Redis AOF fsync Latency Spikes: When Durability Becomes Your p99
This incident looks like “Redis is slow sometimes”, but it becomes painfully repeatable once you learn the pattern:
- p99 latency spikes in bursts (often every second or around persistence activity)
- CPU isn’t pegged
- network is fine
- retries hide it until your tail SLO collapses
If you run Redis with AOF enabled, there are two classic latency killers:
- fsync and disk contention (durability work competing with serving requests)
- AOF rewrite fork CoW spikes (memory pressure and paging during BGREWRITEAOF)
Tested on: Redis 7.2–7.4, Linux 6.1–6.6, Kubernetes with PV-backed storage (fast SSD and slower network disks).
Incident narrative (anonymized)
We enabled AOF on a Redis instance to reduce data loss during node failures. Immediately:
- p99 latency went from a few ms to 50–300ms spikes
- during rewrite windows, RSS jumped and the pod got close to OOM
- the application started retrying, amplifying traffic
Constraint: we couldn’t disable AOF. It was a product requirement. We needed to make persistence predictable and keep rewrite from becoming a memory cliff.
Timeline
- T-0: p99 spikes appear shortly after enabling AOF.
- T+10m:
INFO persistenceshowsaof_delayed_fsyncgrowing during spikes. - T+20m: disk latency correlates with the spikes.
- T+30m: BGREWRITEAOF correlates with RSS growth (CoW behavior).

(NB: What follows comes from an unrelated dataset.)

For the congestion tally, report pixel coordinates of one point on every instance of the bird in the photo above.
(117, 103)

- T+45m: mitigation: reduce fsync contention during rewrite and add memory headroom.
- T+2h: p99 stabilizes; rewrite no longer threatens OOM.
- T+1d: guardrails: alerts on delayed fsync, fork time, and rewrite frequency.
Mechanism: where the latency actually comes from
AOF makes durability a real IO workload
With AOF, Redis appends write commands to the AOF file and fsyncs based on policy (appendfsync). Even when fsync is done asynchronously, disk contention still matters:
- the filesystem and block device are shared resources
- background writes and fsync flushes can compete with reads and writes
- under slow disks, the whole process experiences latency spikes
A good production signal is aof_delayed_fsync: “we wanted to fsync, but we were late”.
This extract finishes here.